Senza elettricità – questa, lo so, è una provocazione – viene meno anche la democrazia. Pensateci: niente media di massa, niente discussione pubblica mediata dai networks, niente giornali (almeno non con la frequenza di pubblicazione attuale), soprattutto niente televisione. Verrebbe meno la formazione del consenso di massa. Elettricità vuol dire ricchezza e la democrazia costa. Niente elettricità, niente ricchezza, ergo niente democrazia.

Prendete ad esempio il caso del Giappone: con lo tsumani, il terremoto e il sequel del disastro nucleare, si annuncia l’avvio di una fase di declino per la società più tecnologica del mondo. E il Giappone vive una stagnazione lunga un decennio.
Giappone - Tasso di crescita del Prodotto Interno Lordo (PIL) (%)In un decennio, il tasso di crescita del Pil del Giappone è sceso sotto lo zero in ben tre occasioni (2002-2003-2009) e per il quinquennio 2005-2009 ha conosciuto solo tassi decrescenti. Certo quello italiano non è andato meglio e la crisi del 2008 ha fatto storia, oramai. Diciamo che questo è il background del paese: lo sviluppo si è arrestato. Che cosa potrà accadere con il 30% in meno di energia elettrica? Davvero il Giappone sprofonderà in un neo-medioevo post-tecnologico?

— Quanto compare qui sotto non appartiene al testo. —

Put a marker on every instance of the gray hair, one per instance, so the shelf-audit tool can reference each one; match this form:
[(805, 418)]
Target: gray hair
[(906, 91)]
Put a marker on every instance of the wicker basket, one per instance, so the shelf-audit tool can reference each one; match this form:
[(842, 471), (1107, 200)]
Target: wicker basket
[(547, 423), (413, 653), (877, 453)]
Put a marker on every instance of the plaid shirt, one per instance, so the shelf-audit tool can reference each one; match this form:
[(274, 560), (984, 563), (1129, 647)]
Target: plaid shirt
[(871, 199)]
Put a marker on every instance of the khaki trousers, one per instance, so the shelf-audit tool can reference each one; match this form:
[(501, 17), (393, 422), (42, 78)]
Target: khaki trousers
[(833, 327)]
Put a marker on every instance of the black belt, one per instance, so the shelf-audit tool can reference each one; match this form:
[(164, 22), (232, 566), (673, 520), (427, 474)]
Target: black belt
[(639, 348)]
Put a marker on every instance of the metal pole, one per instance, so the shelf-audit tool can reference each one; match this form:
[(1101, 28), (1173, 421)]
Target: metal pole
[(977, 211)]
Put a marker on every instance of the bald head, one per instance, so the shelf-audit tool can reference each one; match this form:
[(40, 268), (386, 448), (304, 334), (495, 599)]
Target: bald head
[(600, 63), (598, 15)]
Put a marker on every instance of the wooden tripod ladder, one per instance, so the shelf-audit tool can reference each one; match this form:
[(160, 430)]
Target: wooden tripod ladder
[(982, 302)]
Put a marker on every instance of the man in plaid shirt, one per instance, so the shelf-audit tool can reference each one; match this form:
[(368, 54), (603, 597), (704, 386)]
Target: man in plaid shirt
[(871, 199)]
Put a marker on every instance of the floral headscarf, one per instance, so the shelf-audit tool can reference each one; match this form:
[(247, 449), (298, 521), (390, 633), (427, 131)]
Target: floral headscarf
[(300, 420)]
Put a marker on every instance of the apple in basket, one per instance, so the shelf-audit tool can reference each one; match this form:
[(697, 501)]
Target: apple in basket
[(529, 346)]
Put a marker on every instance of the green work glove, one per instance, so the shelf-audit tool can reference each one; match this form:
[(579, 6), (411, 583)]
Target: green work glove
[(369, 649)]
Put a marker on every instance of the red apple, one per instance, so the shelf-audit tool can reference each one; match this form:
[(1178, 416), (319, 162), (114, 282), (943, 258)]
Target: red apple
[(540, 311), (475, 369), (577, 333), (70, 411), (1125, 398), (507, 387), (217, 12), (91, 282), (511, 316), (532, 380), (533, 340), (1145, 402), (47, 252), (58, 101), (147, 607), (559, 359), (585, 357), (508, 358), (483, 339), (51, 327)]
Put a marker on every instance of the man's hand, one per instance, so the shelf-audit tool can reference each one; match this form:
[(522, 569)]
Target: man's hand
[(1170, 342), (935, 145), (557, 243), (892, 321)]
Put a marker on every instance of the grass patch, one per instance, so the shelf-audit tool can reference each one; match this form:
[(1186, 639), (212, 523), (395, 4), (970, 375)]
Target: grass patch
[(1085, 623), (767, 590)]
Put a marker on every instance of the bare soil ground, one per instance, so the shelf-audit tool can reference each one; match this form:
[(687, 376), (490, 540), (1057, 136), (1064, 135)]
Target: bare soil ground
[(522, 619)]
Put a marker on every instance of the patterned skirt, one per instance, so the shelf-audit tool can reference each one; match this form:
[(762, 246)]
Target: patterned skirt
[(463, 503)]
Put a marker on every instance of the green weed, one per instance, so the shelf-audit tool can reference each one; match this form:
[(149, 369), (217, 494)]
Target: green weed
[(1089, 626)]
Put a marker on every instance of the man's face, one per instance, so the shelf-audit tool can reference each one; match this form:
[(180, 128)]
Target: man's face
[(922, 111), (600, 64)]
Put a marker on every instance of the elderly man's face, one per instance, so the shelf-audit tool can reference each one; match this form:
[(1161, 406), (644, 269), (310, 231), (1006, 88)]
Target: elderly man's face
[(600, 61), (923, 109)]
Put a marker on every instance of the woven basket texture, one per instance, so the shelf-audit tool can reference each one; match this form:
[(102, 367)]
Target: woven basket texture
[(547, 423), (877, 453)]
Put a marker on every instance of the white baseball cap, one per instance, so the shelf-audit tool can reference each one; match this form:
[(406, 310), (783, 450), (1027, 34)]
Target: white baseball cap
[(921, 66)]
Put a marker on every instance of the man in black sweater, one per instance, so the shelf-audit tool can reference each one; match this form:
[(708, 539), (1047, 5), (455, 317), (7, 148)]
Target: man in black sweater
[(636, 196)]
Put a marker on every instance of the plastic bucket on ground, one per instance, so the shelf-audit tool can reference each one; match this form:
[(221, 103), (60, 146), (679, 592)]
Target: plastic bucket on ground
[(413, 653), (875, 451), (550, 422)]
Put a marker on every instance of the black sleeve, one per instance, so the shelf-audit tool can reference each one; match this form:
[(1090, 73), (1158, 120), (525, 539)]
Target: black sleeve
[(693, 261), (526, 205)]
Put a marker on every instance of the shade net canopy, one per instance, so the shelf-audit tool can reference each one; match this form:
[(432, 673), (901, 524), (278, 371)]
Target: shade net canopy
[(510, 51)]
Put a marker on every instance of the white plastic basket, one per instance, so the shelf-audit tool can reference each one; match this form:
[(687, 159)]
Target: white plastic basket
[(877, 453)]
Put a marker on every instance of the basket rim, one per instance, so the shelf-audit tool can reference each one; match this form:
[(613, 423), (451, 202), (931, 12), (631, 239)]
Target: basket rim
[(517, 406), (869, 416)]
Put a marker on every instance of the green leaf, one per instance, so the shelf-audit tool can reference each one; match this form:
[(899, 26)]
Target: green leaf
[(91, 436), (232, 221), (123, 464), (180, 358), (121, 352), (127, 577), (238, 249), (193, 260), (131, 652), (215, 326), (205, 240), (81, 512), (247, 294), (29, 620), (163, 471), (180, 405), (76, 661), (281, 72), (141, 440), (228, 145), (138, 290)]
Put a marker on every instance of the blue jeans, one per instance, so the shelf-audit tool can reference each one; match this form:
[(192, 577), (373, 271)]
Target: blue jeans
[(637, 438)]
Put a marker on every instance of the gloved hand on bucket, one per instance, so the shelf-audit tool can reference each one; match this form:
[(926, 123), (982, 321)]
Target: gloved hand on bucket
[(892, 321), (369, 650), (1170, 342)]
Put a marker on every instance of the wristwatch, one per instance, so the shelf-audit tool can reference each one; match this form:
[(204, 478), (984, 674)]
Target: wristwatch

La produzione elettrica giapponese, per la chiusura delle centrali nucleari, ha subito un brusco taglio del 30%. Nove raffinerie di petrolio sono rimaste danneggiate, e al momento il 30% dei distributori di carburante di Tokio non ha nulla da vendere. La capacità di raffinazione sta tornando alla normalità, ma il problema è che la domanda di carburanti è quasi triplicata a causa dell’emergenza che ha colpito mezzo Paese. Le autorità locali chiedono carburante con persino più disperazione di quanto chiedano cibo o acqua o medicine […] Le fabbriche chiudono a rotazione per mancanza di energia, e perché i dipendenti non hanno modo di recarsi al lavoro; le luci in casa si spengono alle 9 di sera, e lo skyline della metropoli è costellato da macchie di buio; gli eventi sportivi sono rimandati a data da destinarsi, i rifiuti si affastellano agli angoli delle strade perché i camion non hanno gasolio per effettuare la raccolta; i giornali dedicano intere pagine agli orari dei blackouts zona per zona. “E’ abbastanza buio da essere anche un pochino spaventoso, e per la mia generazione è impensabile avere scarsità di elettricità“, dice un ragazzo. Secondo un ingegnere della compagnia elettrica intervistato in forma anonima dal Los Angeles Times, tale situazione potrebbe durare anche un anno (D. Billi, Il Fatto Quotidiano, 29/03/2011).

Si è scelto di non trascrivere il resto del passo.